Охота на дикого кабана в Новой Зеландии
Рассказ Д. Фагана

Если спросить новозеландского охотника, какой вид охоты ему больше всего нравится, сильнее всего возбуждает, заключая в себе опасность, — то в девяти случаях из десяти он ответит, не задумываясь, что любит больше всего охоту на «капитана Кука», или дикого кабана, водящегося в лесах и горных зарослях.

Охота на дикого кабана всегда и везде считалась самым интересным спортом, но условия и обстановка этой охоты в Новой Зеландии придают ей своеобразные черты, как нельзя лучше характеризующие эту страну.

В какой бы стране ни встречался кабан, он должен быть признан самым смелым животным; он так же горячо стремится в бой, как тигр, и выказывает в нем, пожалуй, даже больше истинной отваги.

Вид настоящего, матерого «капитана Кука», стоящего в оборонительной позе, прикрытого сзади непролазной лесной чащей или защищенного сбоку острым скалистым выступом, когда он, с налитыми кровью, грозно горящими глазами, низко опущенной страшной головой, обнаженными клыками и залитыми пеной челюстями, держит в почтительном отдалении собак и людей, — способен удовлетворить искателя сильных ощущений.

Как известно, свинья не является представителем туземной новозеландской фауны. Она была привезена впервые в южные моря не кем иным, как знаменитым капитаном Куком. Во второй половине XVIII столетия он подарил своим друзьям маори две пары племенных свиней из Англии и дал наставление пустить их гулять на свободе в пустынной стране, предоставив плодиться и множиться.

Приказание было выполнено в точности как людьми, так и животными. Эти первые четыре свиньи своей плодовитостью уступали лишь кроликам, появившимся позже; скоро они так размножились, что были оставлены без всякого надзора малочисленными прибрежными жителями маори, которые были поглощены взаимным истреблением при помощи недавно привезенных ружей.

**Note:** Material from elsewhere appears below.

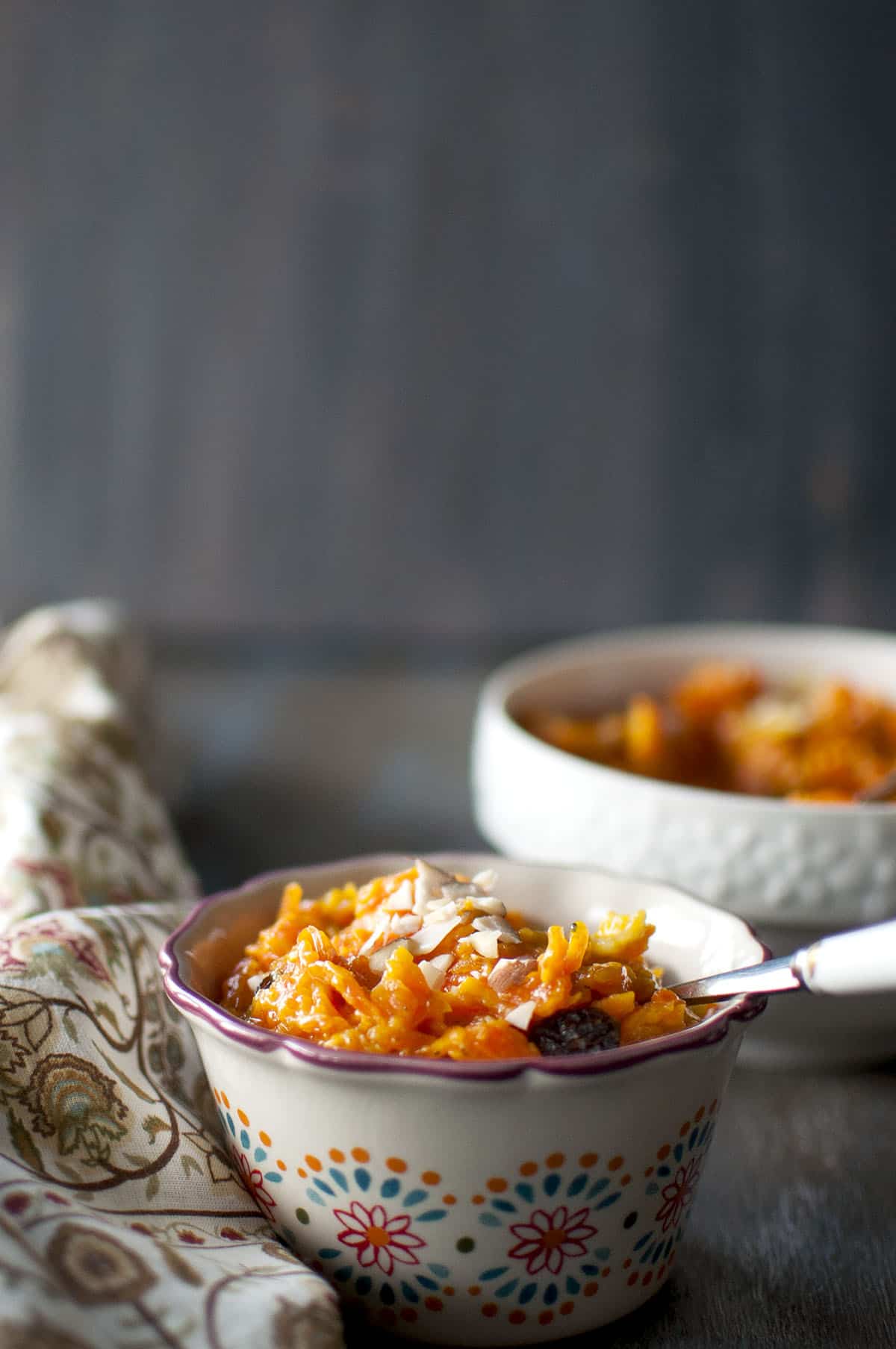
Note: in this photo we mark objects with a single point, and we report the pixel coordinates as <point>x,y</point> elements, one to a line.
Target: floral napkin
<point>122,1220</point>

Вырвавшись на волю, свиньи переселились внутрь страны, где основали самостоятельные колонии, и благодаря обильному корму в непродолжительном времени распространились большими стадами по всей пустынной части острова.

Возненавидевшие дикую свинью первые колонисты прозвали ее, вероятно, в насмешку, «капитаном Куком». Прозвище это удержалось до настоящего времени.

Стада диких свиней все увеличивались. Примеру капитана Кука последовали другие любители свиной породы. Первые путешественники были, повидимому, охвачены манией акклиматизации свиней. Шкиперы китоловных судов из Англии и Америки в первые годы прошлого столетия высаживали на берег и отпускали на все четыре стороны один груз племенных свиней за другим. Это их, очевидно, забавляло. Охотники в те времена блаженствовали, повсюду находя в изобилии дичь.